Despite the fact that I'm taking five classes in the fall and I will be busier than I prefer, I have been looking forward to this upcoming semester more than any other during my time as a graduate student. I am most excited about my New Testament course entitled "Paul and Karl" co-taught by Bruce McCormack and Beverly Gaventa, which is an in-depth study of the Apostle Paul's letter to the Romans and Karl Barth's Epistle to the Romans. In attempting to read ahead and start thinking about my research paper for this class, I started reading Gaventa's work on the apocalyptic gospel and gender. Her work is both deeply fascinating and refreshingly accessible. I told my friend the other day when discussing Gaventa's work on gender that I have never read anyone who captures my own thoughts, concerns, and beliefs so well on the topic. Gaventa's writings give me hope for the rich conversation about gender that can occur when critically engaging the apocalyptic gospel found in Paul's letter to the Galatians. Here's one of my favorite excerpts:
"What the gospel invades is more than this world of our individual and collective striving for achievement, as becomes evident when we return to the famous line "you are all one in Christ"(3:28). Returning to the analogy from physical laws as a way of understanding this passage, Paul here insists that those who are "in Christ Jesus" are baptized "into" Christ and even "put on Christ" (see also 2:19-20), which means that they cannot simultaneously be "in" or "under" the power of the Law. One's identity—one's place of residence—is in the gospel, because God has made it so. Despite the frequent and common-sense reaction that Paul cannot possibly "really" mean that there is no longer male and female, since manifestly there are men and women in the world, that is exactly what he means: that being "in Christ" brings life in the identity-conferring realm of "male and female" to an end. Like the other pairs in the verse, "male and female" functions as a metonym for places in which we live, the spheres in which we name ourselves and find our identity. Those who are "in Christ" cannot also be in the identity business of being first of all female or male.
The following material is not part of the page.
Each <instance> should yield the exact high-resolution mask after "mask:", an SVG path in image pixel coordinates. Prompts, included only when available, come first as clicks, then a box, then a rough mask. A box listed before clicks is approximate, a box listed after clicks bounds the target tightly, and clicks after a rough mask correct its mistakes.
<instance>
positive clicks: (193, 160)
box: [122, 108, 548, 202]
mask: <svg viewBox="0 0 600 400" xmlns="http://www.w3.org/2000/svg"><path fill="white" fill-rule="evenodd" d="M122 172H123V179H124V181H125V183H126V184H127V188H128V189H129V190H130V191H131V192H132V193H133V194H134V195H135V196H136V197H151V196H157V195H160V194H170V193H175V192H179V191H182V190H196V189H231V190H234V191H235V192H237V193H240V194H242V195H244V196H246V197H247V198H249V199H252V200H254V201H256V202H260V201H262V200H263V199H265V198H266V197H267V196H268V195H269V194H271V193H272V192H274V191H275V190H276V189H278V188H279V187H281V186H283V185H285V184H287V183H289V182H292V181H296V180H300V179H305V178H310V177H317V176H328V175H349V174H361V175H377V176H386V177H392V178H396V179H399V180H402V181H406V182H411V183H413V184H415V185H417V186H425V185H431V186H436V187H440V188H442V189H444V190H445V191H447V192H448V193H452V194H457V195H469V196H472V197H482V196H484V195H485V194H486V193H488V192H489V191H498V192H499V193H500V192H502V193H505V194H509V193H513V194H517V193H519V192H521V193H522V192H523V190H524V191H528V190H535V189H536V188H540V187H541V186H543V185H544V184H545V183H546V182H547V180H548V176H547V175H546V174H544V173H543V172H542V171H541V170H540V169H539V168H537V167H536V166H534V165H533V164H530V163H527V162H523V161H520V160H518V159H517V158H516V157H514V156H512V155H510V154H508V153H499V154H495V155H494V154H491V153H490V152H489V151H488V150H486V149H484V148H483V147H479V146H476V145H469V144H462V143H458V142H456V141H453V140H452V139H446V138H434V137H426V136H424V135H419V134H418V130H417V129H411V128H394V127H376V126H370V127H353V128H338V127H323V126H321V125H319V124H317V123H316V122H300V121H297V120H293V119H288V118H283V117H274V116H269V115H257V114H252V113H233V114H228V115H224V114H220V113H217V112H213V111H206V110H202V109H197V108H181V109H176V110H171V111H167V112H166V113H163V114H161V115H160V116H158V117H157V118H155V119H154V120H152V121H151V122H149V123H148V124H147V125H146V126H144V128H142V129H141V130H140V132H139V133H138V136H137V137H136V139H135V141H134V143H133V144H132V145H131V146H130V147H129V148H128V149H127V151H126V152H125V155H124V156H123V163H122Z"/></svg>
On that reading, rendering Gal 3:28 as a declaration of equality is not only too little, it is distinctly beside the point. Those who find themselves "in Christ" are not also "in" the power arena that makes questions of equality necessary. Equality is a concept or principle invoked in order to insist that individuals or groups be treated uniformly, that they have the same access to decision-making, and that they have the same privilege or status. All those who are "in Christ," however, know that they all have only what has been granted them by the Spirit, and all have exactly the same standing in that God rescued all from "the present evil age." To be sure, the pairs reflect not simply spheres of identity but the privilege assigned to one member of each pair: the Jew, the free person, the male. Yet what Paul declares is not simply that the gospel brings these privileges to an end, but that the pairs no longer exist. The best paraphrase comes in 6:15: "there is neither circumcision nor uncir-cumcision but new creation."

- Beverly Gaventa, "Is Galatians Just a 'Guy Thing'?", Interpretation, July 2000, 275-276.


Brad said...

Fantastic quote -- and goodness, that class sounds incredible. Thanks for sharing.

Geoffrey Kruse-Safford said...

While I realize this is only a small excerpt from a far larger body of work, I find Gaventa here resolving an inherent, and very real, tension between the old reality and new reality, the old Creation and new Creation, in a way that leaves as many questions still open as it does resolve some issues of Christian identity between the times.

If this new reality, the new Creation, is as Gaventa says; if, as you say, it lays to one side the protest against injustice that would emanate from incarnating the ministry of Christ in and for the world; if we are one in Christ, in the new Creation; if all this is so, then not only gender, but race, and religion, and all sorts of other markers of identity cease to function for those who have put on Christ in baptism.

Except, we know that is not . . . yet . . . the case. I am not suggesting St. Paul is wrong; I am suggesting his eschatological triumphalism is a tad early. In later epistles, he leaves that tension of identity intact precisely because it is the real experience of Christians. Not to say St. Paul is wrong. Rather, while celebrating the very real overcoming not only of sin, but all the markers of sin that separate us both from one another and from God that is ours in Christ, we should also confess that we have not . . . yet . . . reached that final destination. Which gives to this vision of St. Paul a far more powerful protest against the ways these markers are used by the powerful to divide and conquer.

Just a thought. Nice quote, and the class sounds awesome.